You think it's unfair that
both sides of the abortion debate have access to the constitutional legal appeal system?
It should have been shot down by the first court to see it.
What? Roe V Wade?
No, the case we are talking about now, whether the federal government can force the states to allow abortions to save the woman's health.
Note that we already have a case out of Texas where the delays from an inevitable abortion took her fertility.
Simply apply the normal self-defense laws, I believe in all 50 states the law now is the prosecution has to prove beyond a reasonable doubt that it was not self defense in order to get a conviction. And others can always step into your shoes in self defense (although some states restrict what others.) Legally that puts them in exactly the same position you were--if it would have been legal for you to take the action then it's legal for them, also.
I (already) hold the view that if there's no medical care that can save both the mother and the unborn baby then saving one at the expense of the other is morally neutral.
It's a simple trolley dilemma where you aren't given an option to save two lives - so saving one life is better than saving neither.
And you fail to understand that in most cases the options are woman lives or everybody dies.
I'm not arguing over how many cases there are numerically or as a percentage.

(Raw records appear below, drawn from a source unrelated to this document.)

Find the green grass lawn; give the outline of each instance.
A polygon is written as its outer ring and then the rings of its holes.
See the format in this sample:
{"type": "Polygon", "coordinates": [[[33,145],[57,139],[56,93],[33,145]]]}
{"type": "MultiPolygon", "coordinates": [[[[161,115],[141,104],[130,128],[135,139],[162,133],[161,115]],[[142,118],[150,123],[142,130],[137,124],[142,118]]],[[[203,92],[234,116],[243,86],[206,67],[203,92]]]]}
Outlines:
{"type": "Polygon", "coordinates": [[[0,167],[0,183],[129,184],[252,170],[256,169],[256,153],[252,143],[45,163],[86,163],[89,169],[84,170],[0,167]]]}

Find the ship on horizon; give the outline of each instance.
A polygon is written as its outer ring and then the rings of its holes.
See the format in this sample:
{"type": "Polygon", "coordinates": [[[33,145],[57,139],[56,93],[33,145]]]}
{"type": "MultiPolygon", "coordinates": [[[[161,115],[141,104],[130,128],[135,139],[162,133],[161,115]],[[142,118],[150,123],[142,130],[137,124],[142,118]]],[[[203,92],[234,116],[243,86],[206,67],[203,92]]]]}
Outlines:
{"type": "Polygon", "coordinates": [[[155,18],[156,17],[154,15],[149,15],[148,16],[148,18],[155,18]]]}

Apparently you don't understand that the emtala case is about these cases you are saying are acceptable. Baby killer!!
Water breaks before viability, that's it. There are three possible outcomes: miscarriage/abortion/everyone dies. Note that in no scenario does the fetus survive, it's death is inevitable. This is the sort of garbage you seem to favor:
How many times do I need to repeat my view that if there is an unavoidable threat to the mothers life equal and its a case of saving one or neither, then its morally neutral.
Find another strawman to argue with. I don't hold the view you're attacking.
I now realize you don't know what you're actually supporting.